En pleine tempête médiatique sur le cas Dominique Strauss-Kahn, le patron du FMI inculpé lundi pour agression sexuelle à New York, le cinéaste devait présenter mercredi à Cannes son film, l'un des plus attendus du festival - quoique hors compétition -, avec Denis Podalydès dans le rôle du chef de l'Etat en exercice.
"Dès que j'ai accepté le projet, j'ai ressenti une pression morale: ne pas raconter n'importe quoi", explique Xavier Durringer à l'AFP à la veille de monter les marches.

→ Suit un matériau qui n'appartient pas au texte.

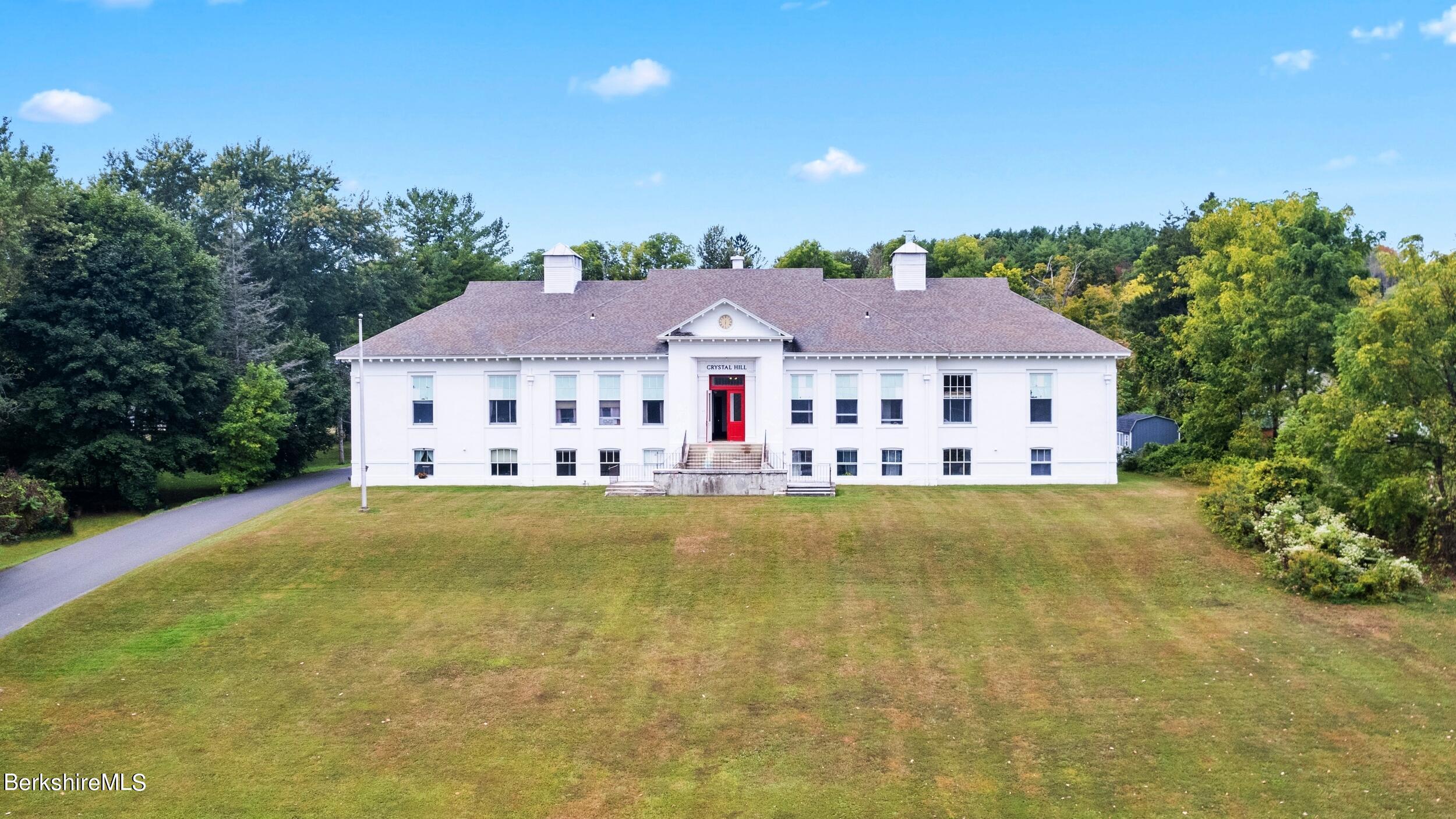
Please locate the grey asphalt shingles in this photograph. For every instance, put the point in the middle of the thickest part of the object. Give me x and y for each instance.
(54, 579)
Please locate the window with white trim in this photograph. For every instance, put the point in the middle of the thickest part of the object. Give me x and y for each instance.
(801, 398)
(503, 400)
(892, 463)
(1041, 463)
(566, 463)
(610, 461)
(956, 398)
(423, 396)
(653, 398)
(956, 461)
(892, 398)
(846, 398)
(503, 463)
(567, 401)
(609, 401)
(801, 464)
(1040, 398)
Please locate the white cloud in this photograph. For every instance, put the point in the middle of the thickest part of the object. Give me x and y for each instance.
(1443, 28)
(631, 80)
(833, 164)
(63, 105)
(1295, 60)
(1378, 33)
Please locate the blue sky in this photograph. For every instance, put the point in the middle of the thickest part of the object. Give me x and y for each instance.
(947, 117)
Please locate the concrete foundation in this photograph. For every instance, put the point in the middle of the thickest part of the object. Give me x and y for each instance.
(723, 481)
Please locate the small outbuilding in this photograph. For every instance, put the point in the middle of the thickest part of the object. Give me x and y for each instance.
(1135, 430)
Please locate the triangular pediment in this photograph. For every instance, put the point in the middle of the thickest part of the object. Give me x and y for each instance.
(724, 321)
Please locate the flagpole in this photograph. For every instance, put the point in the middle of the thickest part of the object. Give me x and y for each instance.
(363, 464)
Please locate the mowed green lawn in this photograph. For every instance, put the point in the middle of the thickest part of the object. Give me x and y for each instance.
(910, 652)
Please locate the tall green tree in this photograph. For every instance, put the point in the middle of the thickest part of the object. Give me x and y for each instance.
(115, 333)
(811, 254)
(252, 423)
(1267, 286)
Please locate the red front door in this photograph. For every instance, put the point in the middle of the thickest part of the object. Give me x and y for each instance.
(727, 408)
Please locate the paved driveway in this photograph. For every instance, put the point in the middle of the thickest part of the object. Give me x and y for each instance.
(54, 579)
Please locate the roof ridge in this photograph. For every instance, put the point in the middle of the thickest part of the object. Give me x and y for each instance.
(897, 323)
(555, 327)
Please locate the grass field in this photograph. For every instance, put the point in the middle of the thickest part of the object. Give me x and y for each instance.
(892, 652)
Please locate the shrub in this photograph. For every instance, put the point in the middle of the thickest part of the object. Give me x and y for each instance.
(1241, 490)
(30, 506)
(1317, 553)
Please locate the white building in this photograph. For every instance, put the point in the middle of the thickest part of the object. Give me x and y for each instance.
(880, 381)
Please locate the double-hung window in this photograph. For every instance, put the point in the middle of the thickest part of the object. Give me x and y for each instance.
(1040, 398)
(653, 397)
(846, 398)
(892, 461)
(892, 398)
(957, 398)
(424, 463)
(609, 401)
(423, 393)
(1041, 463)
(567, 401)
(503, 463)
(803, 464)
(956, 461)
(566, 463)
(503, 400)
(801, 398)
(610, 461)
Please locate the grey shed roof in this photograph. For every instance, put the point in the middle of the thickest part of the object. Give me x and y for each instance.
(1128, 422)
(612, 318)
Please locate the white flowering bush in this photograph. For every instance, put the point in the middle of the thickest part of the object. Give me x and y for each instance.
(1317, 553)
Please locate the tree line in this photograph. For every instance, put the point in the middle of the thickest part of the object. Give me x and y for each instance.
(179, 311)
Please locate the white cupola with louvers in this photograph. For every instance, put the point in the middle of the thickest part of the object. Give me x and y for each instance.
(563, 269)
(907, 267)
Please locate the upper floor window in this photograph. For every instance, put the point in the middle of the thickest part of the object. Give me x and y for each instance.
(567, 400)
(892, 398)
(653, 398)
(801, 398)
(503, 400)
(503, 463)
(423, 393)
(1041, 463)
(957, 398)
(1040, 398)
(846, 398)
(609, 401)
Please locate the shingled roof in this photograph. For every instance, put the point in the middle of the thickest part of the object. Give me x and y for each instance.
(825, 315)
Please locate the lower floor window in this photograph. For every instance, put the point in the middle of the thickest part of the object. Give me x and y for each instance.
(803, 465)
(1041, 463)
(566, 463)
(956, 461)
(892, 461)
(610, 461)
(503, 463)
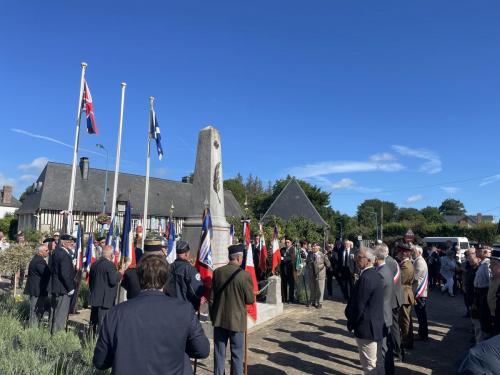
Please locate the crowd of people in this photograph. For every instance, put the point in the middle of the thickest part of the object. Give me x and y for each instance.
(380, 288)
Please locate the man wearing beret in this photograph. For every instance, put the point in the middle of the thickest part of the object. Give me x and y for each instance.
(185, 280)
(63, 281)
(232, 290)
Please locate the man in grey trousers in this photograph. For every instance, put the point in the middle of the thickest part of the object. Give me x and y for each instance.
(63, 282)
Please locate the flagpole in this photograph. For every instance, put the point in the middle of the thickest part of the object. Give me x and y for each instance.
(118, 148)
(69, 228)
(148, 159)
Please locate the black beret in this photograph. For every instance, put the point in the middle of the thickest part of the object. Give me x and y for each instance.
(152, 245)
(234, 249)
(67, 237)
(182, 247)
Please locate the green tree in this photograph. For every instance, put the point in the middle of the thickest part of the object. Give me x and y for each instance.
(452, 207)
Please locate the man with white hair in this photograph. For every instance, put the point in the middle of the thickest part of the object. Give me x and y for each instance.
(37, 284)
(365, 311)
(420, 287)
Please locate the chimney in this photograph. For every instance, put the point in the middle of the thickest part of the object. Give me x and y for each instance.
(479, 218)
(7, 194)
(84, 167)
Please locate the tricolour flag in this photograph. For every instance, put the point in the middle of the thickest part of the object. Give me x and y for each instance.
(154, 132)
(171, 248)
(127, 250)
(204, 263)
(250, 268)
(276, 250)
(90, 257)
(79, 249)
(263, 250)
(88, 107)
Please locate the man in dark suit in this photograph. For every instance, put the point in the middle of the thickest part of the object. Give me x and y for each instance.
(38, 284)
(103, 282)
(365, 311)
(151, 333)
(381, 252)
(63, 282)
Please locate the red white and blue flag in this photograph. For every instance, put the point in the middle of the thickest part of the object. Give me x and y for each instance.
(88, 107)
(250, 268)
(263, 250)
(204, 263)
(275, 250)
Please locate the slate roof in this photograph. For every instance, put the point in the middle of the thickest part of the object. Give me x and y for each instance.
(293, 202)
(56, 178)
(13, 202)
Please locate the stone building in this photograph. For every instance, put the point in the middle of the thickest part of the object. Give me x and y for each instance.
(42, 208)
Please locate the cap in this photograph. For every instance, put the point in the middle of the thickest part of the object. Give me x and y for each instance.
(152, 245)
(234, 249)
(67, 237)
(182, 247)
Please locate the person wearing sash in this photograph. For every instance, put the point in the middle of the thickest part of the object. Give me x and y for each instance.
(420, 284)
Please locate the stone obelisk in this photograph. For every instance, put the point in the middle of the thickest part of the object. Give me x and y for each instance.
(208, 190)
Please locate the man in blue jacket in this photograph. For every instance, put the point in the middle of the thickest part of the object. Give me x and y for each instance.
(365, 311)
(151, 333)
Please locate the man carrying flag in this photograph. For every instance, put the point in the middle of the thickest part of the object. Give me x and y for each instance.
(232, 290)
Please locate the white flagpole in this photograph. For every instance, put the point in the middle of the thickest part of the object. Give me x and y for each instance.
(148, 158)
(69, 227)
(118, 148)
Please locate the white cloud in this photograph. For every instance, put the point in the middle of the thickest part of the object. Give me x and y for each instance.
(330, 167)
(384, 156)
(36, 165)
(450, 189)
(414, 199)
(343, 184)
(433, 161)
(490, 180)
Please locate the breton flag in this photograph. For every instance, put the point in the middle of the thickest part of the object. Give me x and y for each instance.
(250, 268)
(231, 234)
(275, 246)
(204, 263)
(79, 249)
(90, 257)
(127, 250)
(154, 133)
(88, 107)
(263, 250)
(171, 248)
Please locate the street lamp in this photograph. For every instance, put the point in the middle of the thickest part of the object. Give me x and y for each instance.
(100, 146)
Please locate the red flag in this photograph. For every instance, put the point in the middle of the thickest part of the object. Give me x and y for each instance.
(275, 250)
(250, 268)
(263, 250)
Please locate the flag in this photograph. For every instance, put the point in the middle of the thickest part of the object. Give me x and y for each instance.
(88, 107)
(275, 250)
(90, 257)
(171, 251)
(204, 262)
(263, 250)
(231, 234)
(127, 251)
(78, 249)
(250, 268)
(154, 133)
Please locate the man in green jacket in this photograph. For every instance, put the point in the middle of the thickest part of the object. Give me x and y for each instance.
(232, 289)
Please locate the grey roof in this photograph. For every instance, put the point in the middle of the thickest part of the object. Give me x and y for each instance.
(13, 202)
(54, 193)
(293, 202)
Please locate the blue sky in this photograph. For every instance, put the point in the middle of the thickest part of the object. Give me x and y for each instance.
(394, 100)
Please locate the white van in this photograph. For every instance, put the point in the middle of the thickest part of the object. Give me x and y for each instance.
(442, 243)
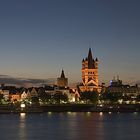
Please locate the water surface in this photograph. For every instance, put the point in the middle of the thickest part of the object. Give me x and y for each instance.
(70, 126)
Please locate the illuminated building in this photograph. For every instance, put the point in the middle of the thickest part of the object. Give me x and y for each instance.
(89, 74)
(62, 81)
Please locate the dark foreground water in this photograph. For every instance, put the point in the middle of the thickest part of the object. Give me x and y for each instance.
(70, 126)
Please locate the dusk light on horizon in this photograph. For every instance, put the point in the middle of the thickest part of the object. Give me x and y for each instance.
(39, 38)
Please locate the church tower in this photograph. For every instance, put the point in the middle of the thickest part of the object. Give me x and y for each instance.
(62, 81)
(89, 73)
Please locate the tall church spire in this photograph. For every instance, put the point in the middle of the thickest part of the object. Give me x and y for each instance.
(62, 74)
(90, 55)
(90, 60)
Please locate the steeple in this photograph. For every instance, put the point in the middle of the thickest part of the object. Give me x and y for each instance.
(89, 55)
(62, 74)
(90, 60)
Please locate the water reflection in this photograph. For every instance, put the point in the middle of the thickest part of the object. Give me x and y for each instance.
(70, 126)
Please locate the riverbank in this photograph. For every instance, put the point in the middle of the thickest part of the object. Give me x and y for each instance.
(70, 108)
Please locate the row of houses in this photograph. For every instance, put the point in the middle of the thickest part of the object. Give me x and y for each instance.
(12, 93)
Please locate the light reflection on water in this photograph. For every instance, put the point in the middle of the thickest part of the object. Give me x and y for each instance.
(70, 126)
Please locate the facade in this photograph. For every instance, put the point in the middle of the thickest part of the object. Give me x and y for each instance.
(89, 74)
(116, 86)
(62, 81)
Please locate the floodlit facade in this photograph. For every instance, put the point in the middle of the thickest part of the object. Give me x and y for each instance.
(90, 76)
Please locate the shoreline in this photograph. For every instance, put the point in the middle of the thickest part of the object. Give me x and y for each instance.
(71, 108)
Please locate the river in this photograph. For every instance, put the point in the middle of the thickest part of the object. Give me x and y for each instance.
(70, 126)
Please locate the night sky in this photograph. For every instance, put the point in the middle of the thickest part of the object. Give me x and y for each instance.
(39, 38)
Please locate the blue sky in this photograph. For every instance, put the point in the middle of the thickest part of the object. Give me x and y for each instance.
(38, 38)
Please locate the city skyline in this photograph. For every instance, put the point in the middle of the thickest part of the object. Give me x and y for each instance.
(40, 38)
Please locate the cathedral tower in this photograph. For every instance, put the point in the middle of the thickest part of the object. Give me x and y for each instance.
(62, 81)
(89, 73)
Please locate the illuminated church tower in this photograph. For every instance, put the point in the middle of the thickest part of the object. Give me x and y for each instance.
(89, 73)
(62, 81)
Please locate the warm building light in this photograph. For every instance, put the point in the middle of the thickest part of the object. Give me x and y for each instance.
(22, 105)
(101, 113)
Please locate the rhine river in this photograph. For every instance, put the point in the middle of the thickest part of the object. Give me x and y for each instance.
(70, 126)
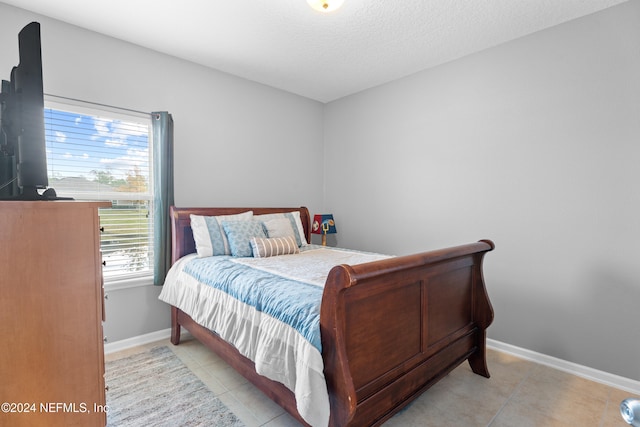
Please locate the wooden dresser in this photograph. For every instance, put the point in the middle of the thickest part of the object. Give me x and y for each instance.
(51, 313)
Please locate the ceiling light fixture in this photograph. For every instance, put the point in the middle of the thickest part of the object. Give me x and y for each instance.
(325, 5)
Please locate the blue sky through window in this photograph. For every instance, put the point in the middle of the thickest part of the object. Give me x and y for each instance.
(84, 146)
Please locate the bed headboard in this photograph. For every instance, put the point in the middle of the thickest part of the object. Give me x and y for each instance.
(182, 242)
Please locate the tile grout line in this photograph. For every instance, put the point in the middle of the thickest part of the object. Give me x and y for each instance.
(515, 390)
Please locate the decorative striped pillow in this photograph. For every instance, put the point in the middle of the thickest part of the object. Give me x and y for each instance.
(264, 247)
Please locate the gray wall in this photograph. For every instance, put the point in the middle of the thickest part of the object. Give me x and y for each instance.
(534, 144)
(226, 128)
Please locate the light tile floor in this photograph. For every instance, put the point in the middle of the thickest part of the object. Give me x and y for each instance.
(519, 393)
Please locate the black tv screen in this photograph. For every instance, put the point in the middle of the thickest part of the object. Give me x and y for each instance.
(23, 157)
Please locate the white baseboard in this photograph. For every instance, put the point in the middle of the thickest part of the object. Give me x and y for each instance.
(612, 380)
(136, 341)
(626, 384)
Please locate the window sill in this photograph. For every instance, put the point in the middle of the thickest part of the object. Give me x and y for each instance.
(128, 283)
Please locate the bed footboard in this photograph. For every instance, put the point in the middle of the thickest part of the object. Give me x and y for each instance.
(426, 313)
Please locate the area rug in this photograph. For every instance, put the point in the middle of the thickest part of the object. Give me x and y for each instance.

Avec son scénariste, le documentariste et historien Patrick Rotman, Xavier Durringer a épluché des milliers de documents texte, photo et vidéo, interrogé de multiples témoins pour "une reconstitution méticuleuse" de la période couverte, entre l'élection de Jacques Chirac en mai 2002 et celle de Nicolas Sarkozy en 2007.
"Le film est juste au plan politique à 99%", soutient-il.
Pourtant, les deux hommes ont "travaillé dans le plus grand secret, avec un nombre de scénarios numérotés, qui ont très peu circulé". Et entamé le tournage d'une quarantaine de jours en plein mois d'août, "quand tout le monde est en vacances, véritablement en secret".
"Une fuite parue pendant l'été dans Le Canard Enchaîné évoquait le projet mais pour décembre, ce qui nous a protégés !"
Sur l'intimité du couple Nicolas-Cécilia qui se délite, "là encore tout a été raconté, mis en scène. Et nous, nous avons fixé nos propres limites: ne pas reprendre de rumeurs et ne parler du couple que par rapport aux événements politiques".
Le candidat, note-t-il, "se met lui-même en scène quand sa femme le quitte: alors que les photos de Cécilia et de (son compagnon) Richard Attias paraissent dans Paris-Match, il va se montrer à La Baule (au congrès de l'UMP, ndlr) dans une situation de détresse et de solitude".
"Il a cherché à toucher les Français en faisant ça. Mais c'est au nom de cette transparence dont il a tant parlé qu'on a pu réunir autant de documents".
"Le film le dit: lui seul sait ce qu'il a perdu au regard de ce qu'il a gagné - non seulement sa femme mais aussi dans son rapport à l'éthique, à la morale et à ses promesses. Ce film est aussi un mémento de ce qu'il a dit pendant sa campagne et fait depuis".
"Ce que j'ai appris, reprend-il, c'est qu'on peut prendre le pouvoir avec très peu de gens, une bonne équipe, un bon directeur de com' et une femme qui, dans l'intimité, vous dit ce que personne d'autre n'ose vous dire".
Avant même la première projection (le film sort en salles mercredi, en même temps qu'à Cannes), il se trouve déjà "des chiens de garde pour susciter ou alimenter des rumeurs" sur son contenu, regrette-t-il en dénonçant les "suppositions" sur son empathie ou sa détestation du président.
Quant au sujet Nicolas Sarkozy, "après avoir estimé qu'il était au-dessus de ça, il explique maintenant qu'il n'ira pas pour protéger Carla (son épouse), ou parce que ce ne serait pas bon pour sa santé mentale", rappelle l'auteur.
Mais "la sélection à Cannes permet de ramener le film sur le terrain du cinéma, le nôtre. Et de sortir du buzz médiatico-politique franco-français".
"J'aime la politique", confie encore Xavier Durringer, "et je voudrais qu'en sortant du film, on ait envie de remettre la politique au centre des discussions: ce film est là pour ça, qu'on soit d'accord avec ou pas".